Enrichment Year’s New Name Is…

Our newest grade, previously called Enrichment Year, has a new name!

In Rwanda and at ASYV, a name represents aspirations and dreams. It describes the kind of person or community that we want to be. As Ian Manzi, the Enrichment Year Coordinator says, a name is “motivation, drive and purpose. It is a reminder of who we are as a family and what it means to be family. A name is how the world around us learns who we are, but most importantly, it’s who we, deep down, know we are and want to become.”

The process of choosing the name starts with the students. Any Enrichment Year student can suggest a name for the grade, and together the grade chooses their favorite. The top three names were Umurava (Determination), Ishyaka (Enthusiasm/Determination) and Inganji (Victory).

The naming ceremony took place during a Village Time organized by Enrichment Year. There was live music, drama, modern dance, modeling and finally…the traditional naming ceremony. It was similar (although much shorter) to the traditional Rwandan ceremony performed when a baby is named. While all of the Enrichment Year students knew their soon-to-be name, it was a secret to the rest of the school.

Eventually, it was revealed that the new grade would be called…Ishyaka Grade! The school celebrated together with cake and “boom,” what the students call the post-dinner dance party.

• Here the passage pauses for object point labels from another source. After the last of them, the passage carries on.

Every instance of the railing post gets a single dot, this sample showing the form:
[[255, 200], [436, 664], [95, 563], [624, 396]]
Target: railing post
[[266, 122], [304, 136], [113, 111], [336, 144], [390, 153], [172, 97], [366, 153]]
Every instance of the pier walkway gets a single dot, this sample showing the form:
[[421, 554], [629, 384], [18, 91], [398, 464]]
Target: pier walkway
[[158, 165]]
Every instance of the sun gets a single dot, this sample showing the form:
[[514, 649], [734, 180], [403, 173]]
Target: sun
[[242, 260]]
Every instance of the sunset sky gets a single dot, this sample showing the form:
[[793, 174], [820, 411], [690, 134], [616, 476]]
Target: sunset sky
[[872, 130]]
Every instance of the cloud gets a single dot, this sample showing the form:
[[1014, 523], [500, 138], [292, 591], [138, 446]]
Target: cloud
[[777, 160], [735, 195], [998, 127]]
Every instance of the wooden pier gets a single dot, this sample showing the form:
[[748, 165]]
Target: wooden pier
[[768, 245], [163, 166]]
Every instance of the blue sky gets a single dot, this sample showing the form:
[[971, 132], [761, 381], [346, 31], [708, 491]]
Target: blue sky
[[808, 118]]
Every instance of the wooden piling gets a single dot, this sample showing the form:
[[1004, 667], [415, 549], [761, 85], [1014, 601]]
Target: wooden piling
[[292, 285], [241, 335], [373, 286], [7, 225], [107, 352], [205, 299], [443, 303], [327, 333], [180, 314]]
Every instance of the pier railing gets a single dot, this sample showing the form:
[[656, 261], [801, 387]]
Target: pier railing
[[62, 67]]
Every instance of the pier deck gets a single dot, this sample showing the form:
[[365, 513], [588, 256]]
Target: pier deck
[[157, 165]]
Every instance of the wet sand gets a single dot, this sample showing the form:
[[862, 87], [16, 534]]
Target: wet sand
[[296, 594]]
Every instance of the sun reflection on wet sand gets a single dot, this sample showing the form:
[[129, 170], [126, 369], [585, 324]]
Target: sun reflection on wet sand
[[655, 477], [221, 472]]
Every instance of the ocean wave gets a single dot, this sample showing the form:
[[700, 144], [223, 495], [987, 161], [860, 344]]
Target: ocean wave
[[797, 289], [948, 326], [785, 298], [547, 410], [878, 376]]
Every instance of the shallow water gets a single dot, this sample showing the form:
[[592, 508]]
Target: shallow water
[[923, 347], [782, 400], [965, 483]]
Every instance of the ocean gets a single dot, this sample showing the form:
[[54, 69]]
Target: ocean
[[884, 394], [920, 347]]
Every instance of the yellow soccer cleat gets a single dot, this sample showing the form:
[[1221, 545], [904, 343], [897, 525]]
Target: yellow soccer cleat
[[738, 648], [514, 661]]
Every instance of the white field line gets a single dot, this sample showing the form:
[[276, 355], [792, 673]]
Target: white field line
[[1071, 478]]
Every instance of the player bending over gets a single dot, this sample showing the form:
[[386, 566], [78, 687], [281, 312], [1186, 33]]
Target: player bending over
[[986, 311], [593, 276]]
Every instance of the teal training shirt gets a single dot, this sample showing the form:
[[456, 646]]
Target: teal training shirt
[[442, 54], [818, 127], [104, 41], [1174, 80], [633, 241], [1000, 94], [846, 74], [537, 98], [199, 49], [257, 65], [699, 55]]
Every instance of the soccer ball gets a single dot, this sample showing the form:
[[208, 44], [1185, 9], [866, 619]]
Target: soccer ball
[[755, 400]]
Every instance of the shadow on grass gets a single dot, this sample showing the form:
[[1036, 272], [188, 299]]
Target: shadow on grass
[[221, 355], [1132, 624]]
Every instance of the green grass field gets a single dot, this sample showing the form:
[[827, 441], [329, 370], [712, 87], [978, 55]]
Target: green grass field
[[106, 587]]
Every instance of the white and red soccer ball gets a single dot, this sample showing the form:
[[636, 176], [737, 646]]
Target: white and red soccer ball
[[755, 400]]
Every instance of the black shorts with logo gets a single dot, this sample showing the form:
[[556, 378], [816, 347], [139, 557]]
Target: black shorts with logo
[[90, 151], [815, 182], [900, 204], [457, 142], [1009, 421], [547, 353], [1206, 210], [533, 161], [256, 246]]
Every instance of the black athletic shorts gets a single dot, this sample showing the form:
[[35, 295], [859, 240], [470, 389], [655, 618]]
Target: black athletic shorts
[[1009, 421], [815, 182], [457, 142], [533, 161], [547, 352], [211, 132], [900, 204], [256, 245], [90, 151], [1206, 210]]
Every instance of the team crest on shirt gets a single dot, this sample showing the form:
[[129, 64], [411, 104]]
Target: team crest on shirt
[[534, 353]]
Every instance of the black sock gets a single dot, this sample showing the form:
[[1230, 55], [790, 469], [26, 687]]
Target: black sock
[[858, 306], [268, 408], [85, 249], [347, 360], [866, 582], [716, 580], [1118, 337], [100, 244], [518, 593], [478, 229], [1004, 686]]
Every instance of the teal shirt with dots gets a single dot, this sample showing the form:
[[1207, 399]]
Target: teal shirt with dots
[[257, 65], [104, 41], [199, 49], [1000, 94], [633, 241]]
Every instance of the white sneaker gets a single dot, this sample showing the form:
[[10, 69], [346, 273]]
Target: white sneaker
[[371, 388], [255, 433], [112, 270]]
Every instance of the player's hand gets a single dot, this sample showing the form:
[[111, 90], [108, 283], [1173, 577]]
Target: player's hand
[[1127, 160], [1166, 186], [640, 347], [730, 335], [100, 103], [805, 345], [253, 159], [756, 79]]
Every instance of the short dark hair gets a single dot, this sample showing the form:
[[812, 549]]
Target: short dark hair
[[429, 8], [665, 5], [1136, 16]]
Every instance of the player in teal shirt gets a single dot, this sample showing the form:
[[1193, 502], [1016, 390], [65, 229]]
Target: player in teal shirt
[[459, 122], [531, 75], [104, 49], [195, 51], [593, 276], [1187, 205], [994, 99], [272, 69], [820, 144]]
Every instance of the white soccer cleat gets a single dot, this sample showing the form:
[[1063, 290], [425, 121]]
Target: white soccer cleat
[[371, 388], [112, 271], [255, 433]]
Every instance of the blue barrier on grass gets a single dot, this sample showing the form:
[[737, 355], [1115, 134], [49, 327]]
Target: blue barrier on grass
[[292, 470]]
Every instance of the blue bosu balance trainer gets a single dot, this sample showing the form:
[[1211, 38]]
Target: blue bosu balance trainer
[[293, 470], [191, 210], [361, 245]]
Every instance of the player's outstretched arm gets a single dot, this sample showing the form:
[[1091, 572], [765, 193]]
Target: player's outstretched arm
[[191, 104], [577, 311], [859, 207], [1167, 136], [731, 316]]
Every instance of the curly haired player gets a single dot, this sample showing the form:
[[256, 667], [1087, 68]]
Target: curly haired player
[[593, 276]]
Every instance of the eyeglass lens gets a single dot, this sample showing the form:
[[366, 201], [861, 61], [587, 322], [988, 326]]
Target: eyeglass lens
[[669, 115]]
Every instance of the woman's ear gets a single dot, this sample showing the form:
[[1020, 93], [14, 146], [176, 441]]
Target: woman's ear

In addition to their new grade name, each family revealed their new family names. Each family is named for a late hero of their choosing that represents the group’s values and ideals. This year’s families are named for African and African-American heroes who have made a range of contributions from fighting against the slave trade to developing a sanitary belt for women. This year’s Enrichment Year families include:

Josina Muthemba Machel

Booker T. Washington

Albertina Sisulu

W.E.B Du Bois

King Menelick II

Mary Kenner

We can’t wait to see all of Isyaka Grade’s coming accomplishments and how their enthusiasm and ambition will drive their success.